Drumstar98 #7 on: February 11, 2019, 20:20

  • Sr. Member
  • ****
  • Posts: 309
  • Karma: +1/-0
    • View Profile
The socoda will be sorted out one day it's sad how a congolese artists releases a good album but does profit anything from royaltie money.

mvulusi96 #8 on: February 11, 2019, 20:34

  • Hero Member
  • *****
  • Posts: 3873
  • Karma: +16/-6
    • View Profile
From day 1 its already on the black market and guys screaming from speakers that people can download new albums of Fally, Ferre, Koffi, etc. for 1 dollar and put them on usb-keys. With nobody anything. I witnessed it in 2017, in Matonge when QQJD just came out. Those businesses are mostly runned by Lebanese people, or guys coming from China, Sri Lanka, Pakistan or Nigeria and they are often protected by people from the governement. So they can do what they want. The album sales of Europe were saving bandleaders, but now its even hard to sell for them albums in Europe because of the technology.

I don't believe that those problems with Socoda will be solved. If concerts in Europe are allowed again, then they will forgot those stories very quickly.
« Last Edit: February 11, 2019, 20:43 by mvulusi96 »
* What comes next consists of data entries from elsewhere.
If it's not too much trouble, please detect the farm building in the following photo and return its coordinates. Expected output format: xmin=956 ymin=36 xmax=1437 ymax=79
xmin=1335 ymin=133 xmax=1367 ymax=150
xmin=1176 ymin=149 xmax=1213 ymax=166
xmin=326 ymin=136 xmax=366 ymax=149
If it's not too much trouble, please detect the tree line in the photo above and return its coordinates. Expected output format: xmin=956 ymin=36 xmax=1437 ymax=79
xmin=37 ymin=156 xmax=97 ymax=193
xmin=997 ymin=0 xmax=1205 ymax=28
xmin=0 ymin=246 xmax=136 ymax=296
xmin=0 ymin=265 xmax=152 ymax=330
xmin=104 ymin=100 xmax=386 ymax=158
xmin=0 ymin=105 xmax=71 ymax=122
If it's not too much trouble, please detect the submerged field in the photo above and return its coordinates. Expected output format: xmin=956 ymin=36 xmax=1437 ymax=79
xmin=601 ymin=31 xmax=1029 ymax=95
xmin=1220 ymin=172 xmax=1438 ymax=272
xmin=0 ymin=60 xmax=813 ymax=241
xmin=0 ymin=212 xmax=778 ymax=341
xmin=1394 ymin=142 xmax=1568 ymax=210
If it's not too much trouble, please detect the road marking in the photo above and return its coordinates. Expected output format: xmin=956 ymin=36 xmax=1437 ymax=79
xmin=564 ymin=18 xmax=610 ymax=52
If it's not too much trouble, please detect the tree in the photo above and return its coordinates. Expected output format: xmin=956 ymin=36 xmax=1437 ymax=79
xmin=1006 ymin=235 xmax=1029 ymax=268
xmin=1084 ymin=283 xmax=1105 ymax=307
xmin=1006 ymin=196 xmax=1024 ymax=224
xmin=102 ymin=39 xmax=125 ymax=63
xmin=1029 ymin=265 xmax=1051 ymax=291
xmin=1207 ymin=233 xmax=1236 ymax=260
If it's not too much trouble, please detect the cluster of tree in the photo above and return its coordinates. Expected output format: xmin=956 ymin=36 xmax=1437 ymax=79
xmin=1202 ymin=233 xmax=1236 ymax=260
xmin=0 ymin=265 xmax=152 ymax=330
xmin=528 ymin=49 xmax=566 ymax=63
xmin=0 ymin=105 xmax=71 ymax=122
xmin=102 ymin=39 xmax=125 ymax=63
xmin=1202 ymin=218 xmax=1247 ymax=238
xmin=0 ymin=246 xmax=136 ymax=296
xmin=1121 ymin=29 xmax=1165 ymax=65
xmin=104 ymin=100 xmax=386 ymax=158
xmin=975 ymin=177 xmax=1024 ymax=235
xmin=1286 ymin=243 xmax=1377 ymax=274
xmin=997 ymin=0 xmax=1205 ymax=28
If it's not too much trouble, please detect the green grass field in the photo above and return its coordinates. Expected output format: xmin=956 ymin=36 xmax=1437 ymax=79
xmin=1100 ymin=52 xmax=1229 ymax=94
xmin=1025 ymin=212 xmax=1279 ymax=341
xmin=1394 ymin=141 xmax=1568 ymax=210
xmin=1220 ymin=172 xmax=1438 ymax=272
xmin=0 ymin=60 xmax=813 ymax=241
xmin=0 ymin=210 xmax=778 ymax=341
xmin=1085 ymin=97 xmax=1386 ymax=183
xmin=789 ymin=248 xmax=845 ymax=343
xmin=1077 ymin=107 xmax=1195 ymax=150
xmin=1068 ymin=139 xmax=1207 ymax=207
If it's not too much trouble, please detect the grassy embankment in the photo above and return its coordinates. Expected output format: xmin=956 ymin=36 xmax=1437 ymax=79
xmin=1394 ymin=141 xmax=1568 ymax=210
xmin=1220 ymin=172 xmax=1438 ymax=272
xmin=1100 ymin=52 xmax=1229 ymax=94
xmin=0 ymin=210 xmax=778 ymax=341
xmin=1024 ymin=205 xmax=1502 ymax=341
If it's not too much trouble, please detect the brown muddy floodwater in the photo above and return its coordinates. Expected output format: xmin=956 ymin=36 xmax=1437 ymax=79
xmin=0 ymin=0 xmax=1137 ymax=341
Drumstar98 #9 on: February 11, 2019, 20:51

  • Sr. Member
  • ****
  • Posts: 309
  • Karma: +1/-0
    • View Profile
From day 1 its already on the black market and guys screaming from speakers that people can download new albums of Fally, Ferre, Koffi, etc. for 1 dollar and put them on usb-keys. With nobody anything. I witnessed it in 2017, in Matonge when QQJD just came out. Those businesses are mostly runned by Lebanese people, or guys coming from China, Sri Lanka, Pakistan or Nigeria and they are often protected by people from the governement. So they can do what they want. The album sales of Europe were saving bandleaders, but now its even hard to sell for them albums in Europe because of the technology.

I don't believe that those problems with Socoda will be solved. If concerts in Europe are allowed again, then they will forgot those stories very quickly.